Barclays UK Retail Banking has reported a pre-tax profit of £989m for the 12 months to December 31, 2010, up 39 per cent from £710m in 2009.
The results, published today, reflect a gain of £100m on the acquisition of Standard Life Bank.
Operating expenses increased 11 per cent to £2.8bn, up from £2.5bn in 2009. Barclays says the increase reflects higher pension costs, the impact of its acquisition of Standard Life Bank and increased regulatory-related costs.
Net fee and commission income decreased 3 per cent to £1.25bn, down from £1.3bn, which Barclays says reflects “reduced income from current accounts and Barclays Financial Planning”.
Overall, the group saw an increase in pre-tax profit of 32 per cent, up from £4.6bn in 2009 to £6bn in 2010.
Total group bonuses were down 7 per cent from 2009 to £3.4bn.
Last month, the FSA fined Barclays £7.7m for misselling Aviva funds to retail clients, which was first revealed by Money Marketing. This paper also revealed the bank is closing its financial planning arm, saying the retail financial advice market is no longer financially viable, but it will continue to advise high net worth clients through Barclays Wealth.

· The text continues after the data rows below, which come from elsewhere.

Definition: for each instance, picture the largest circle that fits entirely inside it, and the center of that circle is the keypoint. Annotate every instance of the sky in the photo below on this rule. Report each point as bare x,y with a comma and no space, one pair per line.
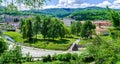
81,3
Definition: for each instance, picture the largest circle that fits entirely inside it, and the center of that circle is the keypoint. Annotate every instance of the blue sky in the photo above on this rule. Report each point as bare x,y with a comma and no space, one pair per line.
82,3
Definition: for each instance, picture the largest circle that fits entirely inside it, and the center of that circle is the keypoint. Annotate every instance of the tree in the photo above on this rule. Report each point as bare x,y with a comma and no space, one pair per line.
53,28
76,27
3,46
45,28
114,17
37,25
86,31
27,28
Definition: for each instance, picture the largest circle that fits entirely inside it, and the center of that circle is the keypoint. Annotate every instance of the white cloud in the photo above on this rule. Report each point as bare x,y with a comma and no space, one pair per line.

Barclays Wealth saw a rise in pre-tax profit of 14 per cent, up from £143m in 2009 to £163m in 2010.
The bank says income increased 18 per cent to £1.6bn due to “strong growth in the high net worth businesses and higher attributable net interest income from the revised internal funds pricing mechanism”.
Operating expenses for Barclays Wealth increased 19 per cent to £1,349m, up from £1.1bn in 2009.
Barclays chief executive Bob Diamond says: “I have 147,500 colleagues around the world who are focused on bringing the best of Barclays to everything that they do, everyday. They have delivered unfailingly over the past three years.”